Переговорили мы тогда с Шуркой о многом. Но больше всего, конечно, о войне, тех трудных днях и о несостоявшейся Митькиной судьбе... И обоим нам было муторно, как бывает муторно людям, не сделавшим того, что они должны были когда-то сделать.
А ведь он тоже сгорел на войне, как сгорело там же мое мальчишечье счастье. Не будь ее, «трижды клятой», и будь мы, его друзья, поумнее, судьба Митьки Пустовалова могла сложиться и по-другому...
1983

НАГРАЖДЕН ПОСМЕРТНО
Между Волгой и Доном, недалеко от казачьей станицы Сиротинская,— небольшой, ничем не приметный хутор Дубовой. Таких хуторов в междуречье сотни, и все они похожи друг на друга. Вдоль дороги рядком вытянулись дома, за ними сады. Дома все больше новые, выстроенные в послевоенные годы. В центре — правление или контора совхоза, клуб, магазин, детские ясли... За хутором, на взгорье, поблескивают новеньким шифером животноводческие фермы, рядом — желтые и серые стога соломы, сена. Насколько хватает глаз — перепаханные поля. Они подступают прямо к селениям, а дальше навесы полевых станов и неутомимые тракторы тянут за собой шлейфы пыли,
Я знаю эти места.
Хорошо помню эту сухую степь в начале лета сорок второго, когда мы, подростки, вместе с женщинами и стариками выезжали сюда из прифронтового Сталинграда и его пригородов «на окопы». Помню этот край весной сорок третьего, когда, пережив страшную сталинградскую осень и зиму и повзрослев на целую жизнь, мы, пятнадцатилетние мальчишки, на стареньких колесных тракторах «ковыряли» эту же иссеченную траншеями, оспинами воронок и провалами развороченных блиндажей степь.

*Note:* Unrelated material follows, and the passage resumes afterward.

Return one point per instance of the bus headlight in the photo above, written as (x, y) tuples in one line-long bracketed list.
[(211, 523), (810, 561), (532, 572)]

Помню...
И вот сейчас, через три десятка лет, я вновь здесь, в междуречье и за Доном, на том огневом выступе, который с середины августа и до середины ноября — начала нашего наступления — удерживала 40-я гвардейская стрелковая дивизия...
Станица Сиротинская, хутора Дубовой, Шохин... гряда холмов-высоток, прижавшийся к Дону и его протокам жидкий лесок — за все это сто дней и ночей дрались и умирали гвардейцы. Отсюда, именно с этого плацдарма, пошли они в наступление и сомкнули железное кольцо вокруг армии Паулюса.
Сейчас ничто не напоминает войну. Может быть, только памятники из бетона или металла, а то и деревянные четырехгранные конусы с красной звездой из жести над братскими могилами павших воскрешают память о тех днях.